The ford was nearly a mile wide, a shallow current, in some places only a glaze, but with shifting sands stirring beneath it. Through the thin, glass-like spread of water the backs of sand bars emerged, smooth as the bodies of recumbent monsters. On the far side the plateau stretched, lilac with the lupine flowers, the broken rear line of the herd receding across it.

The doctor, feeling the way, was to ride in the lead, his wagon following with Susan and Daddy John on the driver's seat. It seemed an easy matter, the water chuckling round the wheels, the mules not wet above the knees. Half way across, grown unduly confident, the doctor turned in his saddle to address his daughter when his horse walked into a quicksand and unseated him.

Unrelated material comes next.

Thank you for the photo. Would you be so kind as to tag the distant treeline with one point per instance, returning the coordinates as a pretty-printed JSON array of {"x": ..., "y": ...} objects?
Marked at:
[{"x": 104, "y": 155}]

It took them half an hour to drag it out, Susan imploring that her father come back to the wagon and change his clothes. He only laughed at her which made her angry. With frowning brows she saw him mount again, and a dripping, white-haired figure, set out debonairly for the opposite bank.

The sun was low, the night chill coming on when they reached it. Their wet clothes were cold upon them and the camp pitching was hurried. Susan bending over her fire, blowing at it with expanded cheeks and, between her puffs, scolding at her father, first, for having got wet, then for having stayed wet, and now for being still wet, was to David just as charming as any of the other and milder apotheoses of the Susan he had come to know so well. It merely added a new tang, a fresh spice of variety, to a personality a less ravished observer might have thought unattractively masterful for a woman.

Her fire kindled, the camp in shape, she lay down by the little blaze with her head under a lupine plant. Her wrath had simmered to appeasement by the retirement of the doctor into his wagon, and David, glimpsing at her, saw that her eyes, a thread of observation between black-fringed lids, dwelt musingly on the sky. She looked as if she might be dreaming a maiden's dream of love. He hazarded a tentative remark. Her eyes moved, touched him indifferently, and passed back to the sky, and an unformed murmur, interrogation, acquiescence, casual response, anything he pleased to think it, escaped her lips. He watched her as he could when she was not looking at him. A loosened strand of her hair lay among the lupine roots, one of her hands rested, brown and upcurled, on a tiny weed its weight had broken. She turned her head with a nestling movement, drew a deep, soft breath and her eyelids drooped.

"David," she said in a drowsy voice, "I'm going to sleep. Wake me at supper time."